One of the major mistakes a new landlord in McDonough makes is not learning how to correctly calculate a fair market rental rate for his property. This results in rental property owners losing money every month because of under-or overestimating how much rent they could be asking for. This is especially true as rents continue to rise across the country. Increasing your monthly rent helps you keep pace with the market, and helps you avoid leaving money on the table. When your property is occupied, however, it becomes imperative that you know how to correctly raise rents. While good advice on how to do it is abundant, the most important tool you have to understand and use is the rental property assessment.
Fair Market Rent
The fair market rent of a property is what similar properties that are nearby are renting for. Since the market rent is not the same for every neighborhood, you need specific and local numbers to calculate correctly.
For a McDonough property, you can begin with what other landlords in your area are charging their tenants. Comparable properties, or comps, are similarly sized rental properties that you have to look at with features akin to yours. Some detective work is needed to get this information. Posted rentals and local classified ads are good places to start.
Alternatively, you can contact a McDonough property management company like Real Property Management Anchor who can give you great information about the rental market. Three or more comps are needed so you can calculate the average monthly rent and compare your current rate with the result. You now know your property’s fair market rent.
Regular Rental Property Assessment
Calculating the fair market rent is a necessary first step. However, it is only the beginning of ensuring your rental property’s profitability. For you to maximize your monthly cash flows, you must re-calculate the fair market rent for your McDonough property annually, or even more often, if rents are volatile. In the few years that have passed, a shortage of single-family rental homes has led to a surge in rental rates in almost all markets all over the country. If you have not conducted a recent rental property assessment in your area, it is likely that your rent charges are too low.
Still, it’s not just about money. There are numerous reasons that make property owners hesitant about raising their rent. Some are worried that if they raise their rent, their rental property will become harder to lease. Other landlords believe that setting the rent at the going rate will make it harder to find tenants as their rental house would seem less competitive. Or you might be concerned about getting on the bad side of a current tenant, especially when they have been renting from you for some time. But you have to consider that if you haven’t changed your rent for a few years, chances are your current tenant is paying a rental rate much lower than what others are paying.

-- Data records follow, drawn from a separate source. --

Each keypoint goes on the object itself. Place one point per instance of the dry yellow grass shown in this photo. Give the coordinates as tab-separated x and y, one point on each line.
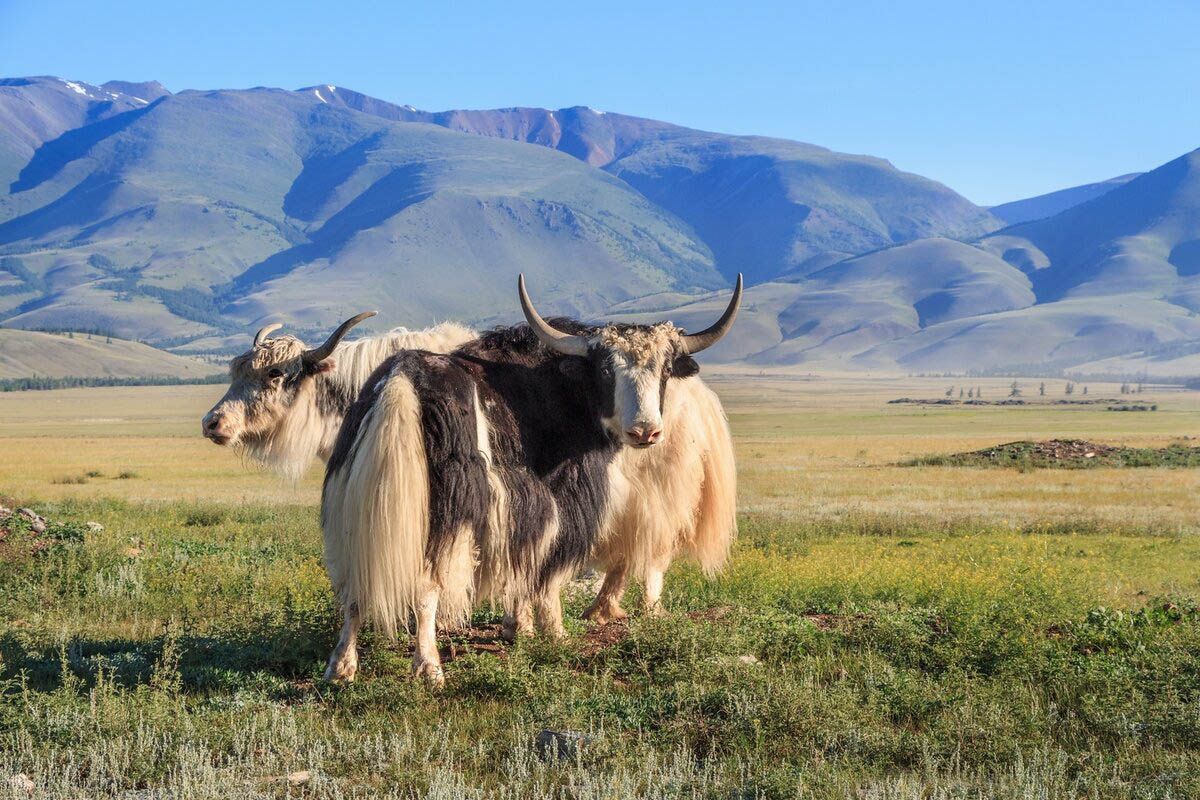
821	449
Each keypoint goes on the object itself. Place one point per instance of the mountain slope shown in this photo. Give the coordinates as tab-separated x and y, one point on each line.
24	354
203	211
765	206
37	110
1140	238
1047	205
1115	280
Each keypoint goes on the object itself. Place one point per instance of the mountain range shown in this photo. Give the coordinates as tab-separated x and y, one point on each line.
184	220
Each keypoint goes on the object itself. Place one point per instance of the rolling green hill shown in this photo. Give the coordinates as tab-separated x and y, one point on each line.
24	354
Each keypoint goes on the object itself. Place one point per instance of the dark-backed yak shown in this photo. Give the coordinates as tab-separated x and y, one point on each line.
502	468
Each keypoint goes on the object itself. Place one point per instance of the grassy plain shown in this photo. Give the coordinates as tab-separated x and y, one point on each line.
882	631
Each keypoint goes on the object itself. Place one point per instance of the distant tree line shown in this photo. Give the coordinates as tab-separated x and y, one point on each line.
39	383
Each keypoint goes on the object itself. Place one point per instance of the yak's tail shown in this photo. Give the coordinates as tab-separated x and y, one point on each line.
376	510
715	524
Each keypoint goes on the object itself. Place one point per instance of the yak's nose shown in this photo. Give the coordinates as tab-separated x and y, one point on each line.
211	427
643	435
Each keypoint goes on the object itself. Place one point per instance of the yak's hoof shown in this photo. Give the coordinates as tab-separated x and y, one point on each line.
341	671
432	674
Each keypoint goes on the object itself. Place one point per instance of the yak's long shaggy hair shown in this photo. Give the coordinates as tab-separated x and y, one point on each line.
489	473
305	422
682	493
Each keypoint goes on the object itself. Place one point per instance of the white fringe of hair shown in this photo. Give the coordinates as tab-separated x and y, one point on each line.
683	492
305	433
375	513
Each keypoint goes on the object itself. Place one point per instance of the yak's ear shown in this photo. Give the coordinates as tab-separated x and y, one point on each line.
574	368
684	366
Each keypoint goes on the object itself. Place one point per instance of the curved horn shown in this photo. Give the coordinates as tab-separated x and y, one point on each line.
711	336
327	349
550	336
261	336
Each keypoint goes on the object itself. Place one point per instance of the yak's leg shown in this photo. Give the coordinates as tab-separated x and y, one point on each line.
606	607
550	608
517	620
652	602
426	661
343	661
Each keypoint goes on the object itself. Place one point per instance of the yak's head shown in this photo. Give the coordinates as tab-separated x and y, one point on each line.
271	410
633	365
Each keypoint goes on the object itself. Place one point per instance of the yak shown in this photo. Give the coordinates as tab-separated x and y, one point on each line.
286	401
503	467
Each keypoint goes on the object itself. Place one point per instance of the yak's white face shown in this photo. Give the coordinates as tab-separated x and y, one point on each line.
635	365
270	410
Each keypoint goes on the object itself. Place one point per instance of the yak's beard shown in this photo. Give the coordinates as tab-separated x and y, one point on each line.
291	446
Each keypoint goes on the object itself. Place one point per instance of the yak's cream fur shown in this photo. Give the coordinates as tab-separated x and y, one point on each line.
682	494
376	513
641	346
287	433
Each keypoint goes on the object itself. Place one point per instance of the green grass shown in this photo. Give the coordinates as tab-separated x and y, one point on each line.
180	649
1027	455
915	631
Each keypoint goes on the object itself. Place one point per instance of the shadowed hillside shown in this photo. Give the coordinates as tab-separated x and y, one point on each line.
1047	205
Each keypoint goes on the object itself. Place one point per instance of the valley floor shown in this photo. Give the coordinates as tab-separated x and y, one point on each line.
882	631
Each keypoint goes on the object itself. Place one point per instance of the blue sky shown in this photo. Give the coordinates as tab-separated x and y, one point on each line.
999	100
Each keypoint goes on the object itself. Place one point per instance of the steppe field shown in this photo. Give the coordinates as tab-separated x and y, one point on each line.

Professional Property Management Pays for Itself
Knowing whether you are charging the appropriate amount in rent or not can be both time-consuming and nerve-wracking. Even after having done your own market research, you could still be concerned about losing your tenant if you raise your rent. Having a professional property management company assess your property and set your rental rate can be very helpful. One thing that hinders a landlord from hiring a property manager is the cost. But if you are not charging the right amount of rent, you might already be losing more money than if you were paying someone to manage your property for you. From ensuring you have an accurate rental rate to working amicably with your tenants, a professional property management company can help increase your monthly income, effectively paying for itself.